The Writer's Digest Sourcebook for Building Believable Characters by Marc McCutcheon
Using this reference, readers can create characters who think, hope, love, cry, cause or feel pain, save the day – and seize readers by emotion. Mark McCutcheon eases the process of building convincing characters for stories and novels. He starts by conducting an inspiring and informative roundtable where six novelists reveal their approaches to characterization. Next, he provides a character questionnaire more detailed than the nosiest survey. Readers will fill it out and they’ll know fictional people as though they’d grown up with them. Finally, there is a thesaurus of human characteristics – physical and psychological. Fit them together artfully and characters will climb right off the page.
This book was NOT what I was expecting, but in a great way.*
I picked up this book based on a recommendation from a writer on Twitter (I refuse to call it X). When asked about favorite books on writing, this was recommended. As I prefer to write characters first, then work on plot, I’m always looking for ways to write better characters, so I immediately bought this.

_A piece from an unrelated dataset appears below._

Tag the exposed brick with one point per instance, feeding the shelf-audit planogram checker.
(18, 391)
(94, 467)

This is NOT a book of advice and tips; it’s more of a thesaurus of terms and descriptions to help you create unique and vivid characters.
Though this books opens with some of my favorite advice (from six different authors) on how to write characters, the majority of this book (90%?) is a collection of lists to help writers move past the same, boring descriptions (blue eyes, brown hair, happy personality) to include more specific and vivid descriptions (round, cerulean eyes; cropped, chestnut hair; effervescent personality).
I am SO excited to have this book and can’t wait to reference it often. I’m going to keep it close at hand for every manuscript.
*Because it was written in 1996, some of the terms and phrases are outdated and would likely be flagged by some today, but I still like it as a source for stimulating creativity and (hopefully) pulling a writer out of a descriptive funk.